Однако вернулся дед, можно сказать, ни с чем: связь с Сунгари прервалась несколько дней назад. Правда, запрос атаман послал в Хабаровск, но дойдёт ли до Сунгари – неведомо. Хотелось деду поговорить о ситуации с пароходами – Грибский извинился и отказал. Причина была веская: командующий войсками отправлял военную помощь казачьим постам напротив Айгуна. Дело там затевалось серьёзное.


Второго июля в 12 часов дня Городская дума Благовещенска собралась на экстренное заседание.

Заседание действительно должно было быть экстренным и начаться на два часа раньше, но внезапно заболел городской голова Кириллов – врач констатировал кишечный грипп и уложил больного в постель на целую неделю, – и место председателя занял член управы Верещагин.

Вопрос был один, но чрезвычайно важный: организация обороны города от возможного вторжения китайских мятежников и солдат. Комендант города Орфёнов, присутствовавший на заседании, предложил создать вольную охранную дружину, разбить береговую линию в пределах города на несколько участков и распределить по ним добровольцев более или менее равномерно.
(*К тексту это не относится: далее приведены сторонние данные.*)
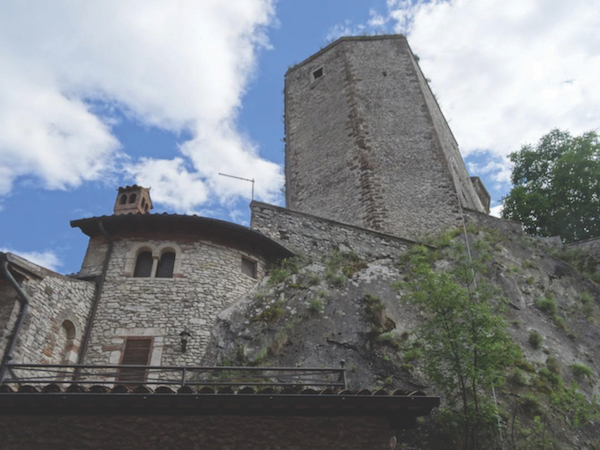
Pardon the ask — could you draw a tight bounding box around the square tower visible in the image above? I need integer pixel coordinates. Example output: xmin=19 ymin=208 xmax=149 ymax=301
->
xmin=285 ymin=35 xmax=486 ymax=238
– А если они пойдут тысячами? – спросил один депутат.

Орфёнов развёл руками, но добавил:

– Для тысяч надо готовить лодки, мы успеем заметить и отступить.

– Отступи-ить?! – возмутился депутат. – Отдать город им на разграбление?!
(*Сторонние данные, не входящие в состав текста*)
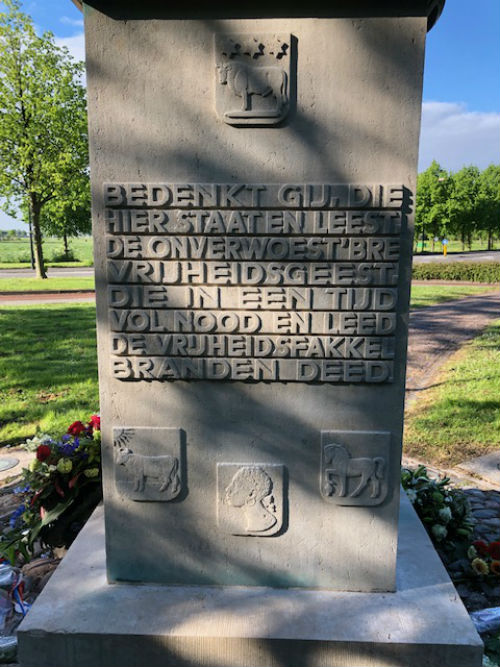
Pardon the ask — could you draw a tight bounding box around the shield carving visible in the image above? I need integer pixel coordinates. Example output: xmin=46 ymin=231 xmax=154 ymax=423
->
xmin=215 ymin=34 xmax=291 ymax=125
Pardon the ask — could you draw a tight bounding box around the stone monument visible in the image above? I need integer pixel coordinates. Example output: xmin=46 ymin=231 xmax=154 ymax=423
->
xmin=20 ymin=0 xmax=480 ymax=667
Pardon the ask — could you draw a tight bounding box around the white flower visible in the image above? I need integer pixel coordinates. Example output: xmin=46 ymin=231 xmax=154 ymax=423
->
xmin=439 ymin=507 xmax=451 ymax=523
xmin=431 ymin=523 xmax=448 ymax=541
xmin=406 ymin=489 xmax=417 ymax=504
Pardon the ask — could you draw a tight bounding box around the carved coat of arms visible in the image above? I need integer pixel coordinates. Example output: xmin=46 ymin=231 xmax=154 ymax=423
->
xmin=320 ymin=431 xmax=390 ymax=506
xmin=215 ymin=34 xmax=291 ymax=125
xmin=113 ymin=427 xmax=183 ymax=502
xmin=217 ymin=463 xmax=284 ymax=537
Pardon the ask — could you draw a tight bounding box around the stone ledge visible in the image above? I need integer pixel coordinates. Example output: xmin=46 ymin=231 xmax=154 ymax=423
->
xmin=18 ymin=493 xmax=482 ymax=667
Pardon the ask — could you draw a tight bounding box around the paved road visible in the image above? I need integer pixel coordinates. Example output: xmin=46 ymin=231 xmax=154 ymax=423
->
xmin=0 ymin=250 xmax=500 ymax=279
xmin=0 ymin=292 xmax=95 ymax=307
xmin=0 ymin=266 xmax=94 ymax=279
xmin=413 ymin=250 xmax=500 ymax=264
xmin=406 ymin=292 xmax=500 ymax=407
– Жизнь людей дороже, – твёрдо ответил комендант и снова добавил: – А может, и помощь из Хабаровска подоспеет. Губернатор запрос послал.

– Господа, предложение по дружине мне кажется весьма дельным, – сказал Верещагин. – Если нет других, давайте голосовать. Лишнего времени нет.
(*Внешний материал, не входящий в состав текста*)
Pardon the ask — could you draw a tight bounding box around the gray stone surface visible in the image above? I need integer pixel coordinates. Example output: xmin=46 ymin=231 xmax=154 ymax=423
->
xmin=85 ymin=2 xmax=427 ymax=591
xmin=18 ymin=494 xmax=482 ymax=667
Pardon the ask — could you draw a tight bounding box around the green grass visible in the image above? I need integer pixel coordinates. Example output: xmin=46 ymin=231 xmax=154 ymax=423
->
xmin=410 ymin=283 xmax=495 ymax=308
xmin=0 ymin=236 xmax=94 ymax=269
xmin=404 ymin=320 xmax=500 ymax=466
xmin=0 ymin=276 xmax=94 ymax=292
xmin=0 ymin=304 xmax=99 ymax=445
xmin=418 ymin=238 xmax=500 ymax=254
Предложение приняли. Десять вёрст береговой линии разбили на шесть участков, выбрали для них начальников и помощников, главным по обороне предложили подполковника Орфёнова и тут же отрядили его в сопровождении двух гласных думы с постановлением к военному губернатору – на согласование и одобрение.

Генерала едва успели застать: ещё десяток минут – и пришлось бы догонять на зейском перевозе, а то и дальше. Он уже садился в пролётку, чтобы ехать в Маньчжурский клин: собирался на месте провести рекогносцировку и принять решение по противодействию вторжению. Четыре казака сопровождения гарцевали рядом на конях, а возле пролётки стоял полицеймейстер Батаревич с вытянутым угрюмым лицом: он только что получил нагоняй из-за очередной драки пьяных горожан с китайцами.

– Хватит хмуриться, Леонид Феофилактович, – говорил губернатор. – Ну, упрекнул я вас, так ведь упрекнул за дело, вернее, за отсутствие оного. С китайцами надо поступать по закону, то есть не чинить над ними никакого насилия…

– Да как же не чинить, ваше превосходительство?! – воскликнул Батаревич. – Шныряют они всюду, где не положено, будто бы редиской торгуют, а сами высматривают, высматривают… Возле лагеря военного! Редиской они, вишь ли, торгуют, как будто у солдат деньги есть редиску покупать! Шпионы, как есть шпионы!

– Шпионство надлежит пресекать! Но – аккуратно!

– Выгнать их надобно из города, – стоял на своём полицеймейстер. – Посадить в лодки и отправить на тот берег.

– Много их в городе?

– Тыщи две-три. Мы ещё хватим с ними мороки.

– Вот и займитесь, не откладывая. Можете, конечно, и в лодки сажать, но боюсь, у нас лодок не хватит. К тому же следует учесть, что лодки эти могут понадобиться мятежникам для нападения на нас. Так что лучше следите за порядком и пресекайте, пресекайте!

– Городовых не хватает, ваше превосходительство.

– Обратитесь в войсковое правление. Скажите, атаман приказал выделить полтора десятка казаков – следить за порядком.